L'autentica di firma per deleghe, autorizzazioni, procure, mandati sono di competenza del notaio o di altri pubblici ufficiali e non del funzionario incaricato dal Sindaco.
La firma deve essere effettuata dall'interessato davanti al pubblico ufficiale che deve autenticarla.
Nei casi di soggetti impossibilitati a firmare per motivi diversi occorre contattare direttamente il Servizio Anagrafe per ottenere informazioni volte a risolvere i casi specifici. Tali procedure, relative a persone che non possono sottoscrivere la dichiarazione, non sono consentite in materia di dichiarazioni fiscali.
Cosa serve
Di seguito si riporta l'elenco dei documenti necessari per l'autenticazione della firma
- documento di riconoscimento in corso di validità del firmatario
- documento sul quale si richiede l'autentica di firma
- marca da bollo da € 16,00 tranne i casi di esenzione previsti dalla legge
- in caso di autentica di firma per passaggio di proprietà di veicoli, il venditore dovrà presentarsi all'Anagrafe munito del certificato di proprietà del veicolo in originale o, in sua assenza, del Documento Unico di Circolazione e Proprietà (DU – libretto di circolazione). Il venditore dovrà avere a disposizione i dati dell'acquirente (cognome e nome, data e luogo di nascita, residenza, codice fiscale).
Cosa si ottiene
Rilascio dell'autenticazione di firma dietro pagamento dell'imposta di bollo.
Tempi e scadenze
Immediato.
Il servizio è disponibile senza limiti di tempo o scadenze prestabilite.
Quanto costa
L' autentica è soggetta all'imposta di bollo (€ 16,00), a meno che non sia prevista l'esenzione da una norma di legge, che deve essere espressamente dichiarata dall'interessato/a all'atto della sottoscrizione.
Procedure collegate all'esito
Il servizio viene erogato allo sportello contestualmente alla richiesta.
Accedi al servizio
Casi particolari
Se il dichiarante è impossibilitato a firmare
Valgono le regole generali dell’art. 4 D.P.R. 445/2000, quindi l’incaricato del Sindaco accerterà la volontà del dichiarante, che deve essere resa liberamente senza costrizioni, verificherà, per quanto possibile, che sia in grado di intendere e volere e darà atto della volontà del sottoscrittore e dell’impossibilità materiale a sottoscrivere, senza fare cenno – per privacy – di quale sia il tipo di impedimento.

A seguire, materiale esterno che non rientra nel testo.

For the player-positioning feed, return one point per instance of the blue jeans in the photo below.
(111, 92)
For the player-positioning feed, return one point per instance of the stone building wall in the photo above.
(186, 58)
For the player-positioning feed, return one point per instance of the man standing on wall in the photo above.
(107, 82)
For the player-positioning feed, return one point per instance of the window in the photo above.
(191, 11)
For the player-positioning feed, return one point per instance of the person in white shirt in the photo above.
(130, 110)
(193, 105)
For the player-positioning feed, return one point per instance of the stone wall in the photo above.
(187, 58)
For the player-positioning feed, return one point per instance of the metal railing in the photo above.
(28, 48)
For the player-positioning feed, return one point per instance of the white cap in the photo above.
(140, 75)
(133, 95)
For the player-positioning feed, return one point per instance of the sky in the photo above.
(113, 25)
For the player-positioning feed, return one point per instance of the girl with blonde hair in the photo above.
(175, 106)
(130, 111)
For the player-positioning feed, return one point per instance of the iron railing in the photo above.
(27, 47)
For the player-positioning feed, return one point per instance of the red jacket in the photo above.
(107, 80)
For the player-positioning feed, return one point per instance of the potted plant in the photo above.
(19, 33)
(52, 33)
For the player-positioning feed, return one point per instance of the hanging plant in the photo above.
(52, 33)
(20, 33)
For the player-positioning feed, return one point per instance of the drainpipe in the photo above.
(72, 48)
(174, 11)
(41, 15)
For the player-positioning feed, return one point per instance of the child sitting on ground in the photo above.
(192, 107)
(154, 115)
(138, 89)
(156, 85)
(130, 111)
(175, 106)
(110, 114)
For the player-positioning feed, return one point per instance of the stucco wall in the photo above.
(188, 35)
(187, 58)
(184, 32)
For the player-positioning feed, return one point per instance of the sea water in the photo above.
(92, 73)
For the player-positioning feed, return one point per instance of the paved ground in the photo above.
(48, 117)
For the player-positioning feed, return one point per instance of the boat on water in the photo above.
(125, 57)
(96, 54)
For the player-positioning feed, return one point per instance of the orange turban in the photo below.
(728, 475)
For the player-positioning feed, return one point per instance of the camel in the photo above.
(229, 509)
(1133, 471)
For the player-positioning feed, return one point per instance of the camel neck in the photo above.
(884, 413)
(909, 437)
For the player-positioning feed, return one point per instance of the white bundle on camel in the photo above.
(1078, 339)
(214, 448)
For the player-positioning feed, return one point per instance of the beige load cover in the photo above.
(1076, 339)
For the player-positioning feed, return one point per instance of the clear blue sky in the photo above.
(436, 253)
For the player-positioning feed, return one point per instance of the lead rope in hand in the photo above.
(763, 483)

Se il documento è in lingua straniera
L’incaricato del Sindaco non autentica sottoscrizioni di dichiarazioni in lingua straniera.
I funzionari italiani possono operare solo su documenti redatti nella nostra lingua, per cui un documento straniero dovrà essere accompagnato da una traduzione opportunamente legalizzata.
Inoltre, il cittadino straniero può dichiarare solo stati, fatti e qualità personali certificabili o attestabili da parte di soggetti pubblici italiani.